I have a 8 node cluster (3 master and 5 data nodes). There are 5 shards and 4 replicas, so each of the data nodes have identical shard information. There is one particular node which always shows high CPU usage. I have looked at other node stats like disk space used, queries processed etc and seem identical across all nodes. I tried hot spot threads and jstack but output appears similar across nodes. How can I debug why this node is misbehaving ?
are you sure it is Elasticsearch causing the load?
Is the OS swapping?
Have you ran top and sort by CPU and then press C to show process information?
Pretty sure it is ES. Nothing else runs on the machine and top shows high
CPU usage by ES.
Do any of the shards have an unusually extra amount of documents on it?
Are you using any custom routing?
I am not using custom routing. I haven't checked number of docs in each
shard but all data is replicated in all the 5 nodes. Each node has 5 shards
ensuring it has complete copy of entire data.

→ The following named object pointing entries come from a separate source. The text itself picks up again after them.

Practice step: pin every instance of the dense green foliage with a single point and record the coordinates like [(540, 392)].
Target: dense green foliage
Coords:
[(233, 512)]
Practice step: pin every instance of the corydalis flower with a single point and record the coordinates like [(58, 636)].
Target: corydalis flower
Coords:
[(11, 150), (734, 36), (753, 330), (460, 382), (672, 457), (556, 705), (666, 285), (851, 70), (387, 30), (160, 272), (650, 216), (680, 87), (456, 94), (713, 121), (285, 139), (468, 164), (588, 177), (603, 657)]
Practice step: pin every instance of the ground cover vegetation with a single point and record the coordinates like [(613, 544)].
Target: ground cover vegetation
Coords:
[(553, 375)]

I always use jstack. I usually run it a few times and dump the output to a file. I write a little bash script that tries to classify each stack trace with grep. Because I have a thing for silly bash scripts, I guess.
jstack really is the best way. If it doesn't say anything I check things like GC rates. It is probably also worth making sure that your problem node is running using the same configuration and that clients are pushing requests to the cluster randomly/round robin/whatever. Just so long as they aren't hammering that node in particular.
I have 3 master nodes in the cluster which are behind a load balancer. I am
assuming that they round robin the requests to distribute load in a
reasonable manner. I tried multiple dumps using jstack but there doesn't
seem any differences between loaded and other nodes.